What are SIDS and SUIDS?
Sudden Infant Death Syndrome (SIDS) is the sudden and unexpected death of a healthy baby less than 1-year-old. It usually occurs while the baby is sleeping and is sometimes known as crib death. As the name states, SIDS happens suddenly without warning, symptoms or cause.
“The experts in infant mortality say most cases are not truly SIDS, but SUIDS (Sudden Unexpected Infant Death Syndrome),” says Renée McCabe, with Safe Kids Greater Augusta. “When a thorough investigation is performed, many deaths do have a cause and are attributed to unsafe sleep practices.”

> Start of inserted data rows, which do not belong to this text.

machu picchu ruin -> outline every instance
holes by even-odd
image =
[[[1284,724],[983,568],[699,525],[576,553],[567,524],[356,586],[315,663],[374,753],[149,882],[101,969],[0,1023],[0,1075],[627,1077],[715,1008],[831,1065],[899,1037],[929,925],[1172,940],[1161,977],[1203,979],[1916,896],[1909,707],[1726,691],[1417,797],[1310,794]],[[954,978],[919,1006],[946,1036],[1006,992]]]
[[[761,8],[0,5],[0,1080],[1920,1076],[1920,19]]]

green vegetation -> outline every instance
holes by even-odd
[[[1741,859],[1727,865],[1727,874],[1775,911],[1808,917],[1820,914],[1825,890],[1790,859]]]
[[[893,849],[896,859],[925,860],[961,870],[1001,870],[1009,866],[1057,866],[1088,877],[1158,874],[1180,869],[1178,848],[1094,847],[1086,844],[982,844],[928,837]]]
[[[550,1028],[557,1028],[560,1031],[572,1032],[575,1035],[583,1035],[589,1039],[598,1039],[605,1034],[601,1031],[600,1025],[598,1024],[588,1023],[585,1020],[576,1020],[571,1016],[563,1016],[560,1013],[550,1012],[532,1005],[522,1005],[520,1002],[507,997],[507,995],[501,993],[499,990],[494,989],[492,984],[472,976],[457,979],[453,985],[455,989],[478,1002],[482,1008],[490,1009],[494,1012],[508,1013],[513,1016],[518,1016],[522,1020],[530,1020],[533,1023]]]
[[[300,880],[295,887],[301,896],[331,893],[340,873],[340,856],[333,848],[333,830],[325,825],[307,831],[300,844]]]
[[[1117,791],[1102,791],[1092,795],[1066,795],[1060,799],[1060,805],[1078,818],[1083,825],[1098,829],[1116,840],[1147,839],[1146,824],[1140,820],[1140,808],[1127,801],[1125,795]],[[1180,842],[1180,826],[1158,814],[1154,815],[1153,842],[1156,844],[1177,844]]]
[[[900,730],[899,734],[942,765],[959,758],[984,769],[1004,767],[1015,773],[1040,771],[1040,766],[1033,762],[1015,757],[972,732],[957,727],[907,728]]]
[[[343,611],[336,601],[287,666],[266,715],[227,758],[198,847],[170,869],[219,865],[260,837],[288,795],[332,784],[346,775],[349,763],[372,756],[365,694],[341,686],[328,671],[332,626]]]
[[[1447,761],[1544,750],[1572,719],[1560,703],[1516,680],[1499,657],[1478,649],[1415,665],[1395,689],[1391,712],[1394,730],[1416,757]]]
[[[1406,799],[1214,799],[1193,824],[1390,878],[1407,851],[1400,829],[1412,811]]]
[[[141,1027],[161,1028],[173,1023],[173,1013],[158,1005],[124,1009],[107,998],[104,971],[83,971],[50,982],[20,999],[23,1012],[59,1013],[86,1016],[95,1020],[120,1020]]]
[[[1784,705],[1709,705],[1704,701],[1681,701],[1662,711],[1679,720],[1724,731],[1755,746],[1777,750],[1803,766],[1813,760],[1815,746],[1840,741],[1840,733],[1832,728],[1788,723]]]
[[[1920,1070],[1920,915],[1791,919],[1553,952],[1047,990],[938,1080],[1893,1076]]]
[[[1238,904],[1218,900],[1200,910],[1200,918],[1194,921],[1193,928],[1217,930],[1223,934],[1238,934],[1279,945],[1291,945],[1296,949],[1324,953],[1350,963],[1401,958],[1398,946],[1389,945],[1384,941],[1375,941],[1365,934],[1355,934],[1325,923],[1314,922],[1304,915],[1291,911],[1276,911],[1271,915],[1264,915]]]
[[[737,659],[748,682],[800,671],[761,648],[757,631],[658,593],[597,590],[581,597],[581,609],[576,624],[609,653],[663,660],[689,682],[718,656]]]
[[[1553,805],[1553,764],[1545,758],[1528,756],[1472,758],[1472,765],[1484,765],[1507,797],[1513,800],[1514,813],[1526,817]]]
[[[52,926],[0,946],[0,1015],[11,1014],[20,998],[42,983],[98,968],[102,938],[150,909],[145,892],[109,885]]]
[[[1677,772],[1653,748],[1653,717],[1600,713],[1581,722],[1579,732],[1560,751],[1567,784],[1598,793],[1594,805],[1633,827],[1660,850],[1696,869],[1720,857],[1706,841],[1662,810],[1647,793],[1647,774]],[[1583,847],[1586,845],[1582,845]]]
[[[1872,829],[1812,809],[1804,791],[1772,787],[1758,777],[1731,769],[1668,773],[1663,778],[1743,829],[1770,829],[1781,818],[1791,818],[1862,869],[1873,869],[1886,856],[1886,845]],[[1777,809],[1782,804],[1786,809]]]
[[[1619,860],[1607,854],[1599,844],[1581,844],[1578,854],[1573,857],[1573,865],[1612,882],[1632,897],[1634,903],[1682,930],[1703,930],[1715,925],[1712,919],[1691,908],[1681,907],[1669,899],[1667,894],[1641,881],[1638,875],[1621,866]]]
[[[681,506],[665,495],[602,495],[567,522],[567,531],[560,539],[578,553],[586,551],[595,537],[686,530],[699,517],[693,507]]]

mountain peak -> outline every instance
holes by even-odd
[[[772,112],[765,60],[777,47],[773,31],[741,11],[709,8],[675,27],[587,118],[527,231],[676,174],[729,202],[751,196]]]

When can SIDS and SUIDS occur?
The highest risk for SIDS & SUIDS is in babies between 1 and 4 months. Ninety percent of cases occur in babies under the age of 6 months. After the baby turns one, SIDS and SUIDs are, by definition, no longer possible. Even though there is not a high chance of SIDS or SUIDS occurring in babies between 6 months and 1 year old, it does still happen.
The cause of SIDS is unknown, though research has shown that there are certain factors which make a baby more vulnerable to SUIDS:
- Low birth weight
- Brain defects
- Respiratory infection
- Sleeping on the stomach or side
- Sleeping on a soft surface
- Sharing a bed or cosleeping
There are also some maternal risk factors which happen during pregnancy. The chances of SIDS increase if the mother:
- Is under 20 years old
- Smokes cigarettes
- Drinks alcohol
- Uses drugs
- Has had inadequate prenatal care
Steps to prevention
The best method for SIDS and SUIDs prevention is to start with sleep safety. Parents are encouraged to take the following steps to reduce their child’s risk of SIDS and SUIDS:
- Put your baby to sleep on their back
- Keep the crib empty
- Don’t overheat your baby
- Have your baby’s crib or bassinet in your room
- Breastfeed, if possible
- Immunize your baby
- Put your baby to sleep with a pacifier
- Cover the mattress with a fitted sheet and nothing else
“The latest recommendations from the AAP state that it is best to put the infant to sleep in a sleep sack and not to use a blanket, as it presents a risk of suffocation or strangulation,” McCabe says. “It is optimal for parents to room share for the first year or at least 6 months (have the baby in a bassinet in the same room) but never co-sleeping, in the same bed.”